I’m not a huge runner but still find myself using it all the time, both for my own occasional running goals and to satisfy my curiosity for questions like “how quickly would an elite sprinter’s pace finish a marathon?”

jacobevelyn commented on Versepad – A text editor for poets   versepad.com/... · Posted by u/notmysql_
powersnail · 3 years ago
How does it determine where are the stresses? Is it based on just the word itself?

I'm very new to English poetry, I might be entirely wrong here. But when I input some famous poems, the way this app puts stresses is quite a bit different from my understanding.

For instance, for

> Bards of Passion and of Mirth,

It sees _and_ as unstressed, the second _of_ as stressed, and _Mirth_ as unstressed, which doesn't quite make sense to me to be honest.

> Tomorrow and tomorrow and tomorrow

It sees both _and_ as unstressed, while my understanding is that this verse is better read as fully iambic, putting stresses on both _and_.

> And what is love? It is a doll dress'd up / For idleness to cosset, nurse and dandle

https://i.imgur.com/raPMDnc.png

It sees four consecutive unstressed syllables. I'm not sure what is the logic here.

jacobevelyn · 3 years ago
Thanks for the thoughtful feedback and questions! The meter detection algorithm is by far the most complex piece of this code, and you're right that it still sometimes generates unintuitive results. I'm always looking for more examples to add to my test suite to make improvements, so I really appreciate you sharing what you tried.

It tends to behave poorly when there's a word it doesn't recognize (like "doll'd"—I hope to add support for more of these poetic spellings just as I added support for spelling words like "dancing" as "dancin'"), so that might be partly at play with some of what you're seeing. But I think there's also something else going on here—it previously didn't ever generate so many consecutive syllables with the same stress, so I probably introduced a regression at some point. I'll investigate and add more tests for that too!
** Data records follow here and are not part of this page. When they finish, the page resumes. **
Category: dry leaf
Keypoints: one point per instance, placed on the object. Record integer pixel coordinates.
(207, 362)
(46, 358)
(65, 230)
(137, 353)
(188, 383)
Lastly, a byproduct of my own background and the corpuses I use is that this does work better with "modern" poetry. For example, Shakespeare's Sonnet 29 starts with this line:

> When, in disgrace with fortune and men’s eyes

In the intended iambic pentameter, it would be:

> when, IN disGRACE with FORtune AND men's EYES

I don't know enough history to know if people ever spoke English like that, but that interpretation is way off to a modern reader. If I didn't know it was supposed to be iambic and was trying to diagram the stresses, I'd do something like:

> WHEN, in disGRACE with FORtune and MEN'S EYES

Meter is hard!

jacobevelyn commented on Versepad – A text editor for poets   versepad.com/... · Posted by u/notmysql_
pandatigox · 3 years ago
Amazing! Is it just me though, the rhyme scheme detection seems poor? I've been using the examples from their updates page, and even then it seems to miss internal rhymes?
jacobevelyn · 3 years ago
Hi! You're right that rhyme detection can be improved, and rhyme scheme currently only considers words at the end of each line. I'd love to hear how you'd expect/want an internal rhyme feature to work. What would it look like? How would it avoid clutter when also showing syllables or meter?
jacobevelyn commented on Versepad – A text editor for poets   versepad.com/... · Posted by u/notmysql_
nathell · 3 years ago
It’d be cool to have it support villanelles, where you can type in the first stanza and it’d pre-fill the patterned lines in the remaining five.
jacobevelyn · 3 years ago
Thanks for the feedback! I would love to eventually support multi-stanza forms like villanelles and sestinas but that requires some more thought. Are there other forms or features you'd use?